The film is no doubt a smart look at the lost of innocence but not just to romantic love but to the repressing establishment and in someway, perhaps becoming a warning of what America can become, if it goes backwards in time.

The storyline is a running theme of what one may find in other Roth writings.  From his 1963 essay of “Writing About Jews” in which he felt the need to question the values and morals of the middle-class Jewish Americans and their uncertain identities in an era of cultural assimilation.  But he drew much ire for his 1959 novella, “Goodbye, Columbus” which drew controversy among the Jewish community.  And as an atheist, he has received ire for his words criticizing people of religion.

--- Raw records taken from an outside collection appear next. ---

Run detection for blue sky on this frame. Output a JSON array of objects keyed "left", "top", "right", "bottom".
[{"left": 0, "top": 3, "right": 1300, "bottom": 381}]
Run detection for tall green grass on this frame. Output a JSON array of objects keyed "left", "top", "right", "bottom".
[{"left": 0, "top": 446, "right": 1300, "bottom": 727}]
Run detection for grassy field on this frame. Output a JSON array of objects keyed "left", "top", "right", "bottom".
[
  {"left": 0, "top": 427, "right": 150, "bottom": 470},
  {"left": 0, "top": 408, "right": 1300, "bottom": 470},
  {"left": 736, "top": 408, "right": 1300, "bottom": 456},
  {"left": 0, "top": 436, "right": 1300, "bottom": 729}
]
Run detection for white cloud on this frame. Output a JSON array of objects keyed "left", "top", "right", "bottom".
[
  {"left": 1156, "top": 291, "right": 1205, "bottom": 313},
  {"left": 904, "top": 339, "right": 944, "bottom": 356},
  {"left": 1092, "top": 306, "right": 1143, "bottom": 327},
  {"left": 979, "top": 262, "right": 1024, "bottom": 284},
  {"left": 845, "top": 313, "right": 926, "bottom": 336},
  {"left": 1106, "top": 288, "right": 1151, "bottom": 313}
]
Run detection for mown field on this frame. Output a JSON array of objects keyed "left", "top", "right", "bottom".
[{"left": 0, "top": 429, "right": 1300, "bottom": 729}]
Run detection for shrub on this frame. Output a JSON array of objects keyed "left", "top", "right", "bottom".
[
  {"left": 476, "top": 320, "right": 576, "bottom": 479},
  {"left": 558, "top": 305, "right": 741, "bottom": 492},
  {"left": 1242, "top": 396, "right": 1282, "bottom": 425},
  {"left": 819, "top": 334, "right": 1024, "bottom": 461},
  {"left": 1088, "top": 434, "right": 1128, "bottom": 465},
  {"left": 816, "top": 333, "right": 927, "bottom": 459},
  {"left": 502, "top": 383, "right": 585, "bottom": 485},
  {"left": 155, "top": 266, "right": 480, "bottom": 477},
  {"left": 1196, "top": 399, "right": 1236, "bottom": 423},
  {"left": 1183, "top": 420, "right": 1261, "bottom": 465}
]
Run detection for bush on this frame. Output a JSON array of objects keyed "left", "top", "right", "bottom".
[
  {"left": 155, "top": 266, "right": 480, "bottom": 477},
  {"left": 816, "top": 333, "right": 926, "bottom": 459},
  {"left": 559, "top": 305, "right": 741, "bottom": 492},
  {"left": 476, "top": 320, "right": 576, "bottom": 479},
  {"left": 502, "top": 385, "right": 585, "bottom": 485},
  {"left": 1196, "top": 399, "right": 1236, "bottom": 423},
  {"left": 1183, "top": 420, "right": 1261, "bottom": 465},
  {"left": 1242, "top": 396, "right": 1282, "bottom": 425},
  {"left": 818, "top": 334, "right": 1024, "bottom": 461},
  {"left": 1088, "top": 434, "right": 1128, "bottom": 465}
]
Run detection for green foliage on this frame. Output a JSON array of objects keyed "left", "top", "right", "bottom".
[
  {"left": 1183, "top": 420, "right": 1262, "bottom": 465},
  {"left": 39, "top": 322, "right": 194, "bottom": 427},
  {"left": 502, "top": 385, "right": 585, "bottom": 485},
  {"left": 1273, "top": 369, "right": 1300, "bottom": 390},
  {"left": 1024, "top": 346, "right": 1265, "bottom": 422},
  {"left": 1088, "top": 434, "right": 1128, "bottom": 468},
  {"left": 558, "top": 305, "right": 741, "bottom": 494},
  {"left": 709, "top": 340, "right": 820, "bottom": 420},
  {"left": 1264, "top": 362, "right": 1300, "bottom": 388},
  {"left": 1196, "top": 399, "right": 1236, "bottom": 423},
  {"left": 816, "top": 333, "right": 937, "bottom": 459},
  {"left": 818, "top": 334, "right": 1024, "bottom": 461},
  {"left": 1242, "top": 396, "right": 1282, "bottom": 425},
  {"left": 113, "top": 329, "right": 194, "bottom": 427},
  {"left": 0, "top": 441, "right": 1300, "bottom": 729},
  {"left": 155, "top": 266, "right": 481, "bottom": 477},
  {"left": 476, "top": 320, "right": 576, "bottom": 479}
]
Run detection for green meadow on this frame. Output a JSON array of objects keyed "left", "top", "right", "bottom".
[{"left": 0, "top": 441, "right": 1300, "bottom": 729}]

So, watching “Indignation”, I viewed it as the excelling student who discovered freedoms and liberties that they never knew they had and then succumbing to their environment.  While some manage to become excellent leaders, others crash and burn.  The protagonist Marcus is dealt with these challenges of being a man who wanted to have freedom of thought, live in a world free of religion and persecution because of his beliefs during a time when it was not so possible.

Overall, James Schamus’ film adaptation of Philip Roth’s “Indignation” is a wonderful directorial debut from the well-known film producer.  Compelling and thought provoking, a wonderful look at the perspective of a young free thinker during a repressive time in America. Definitely a film worth watching!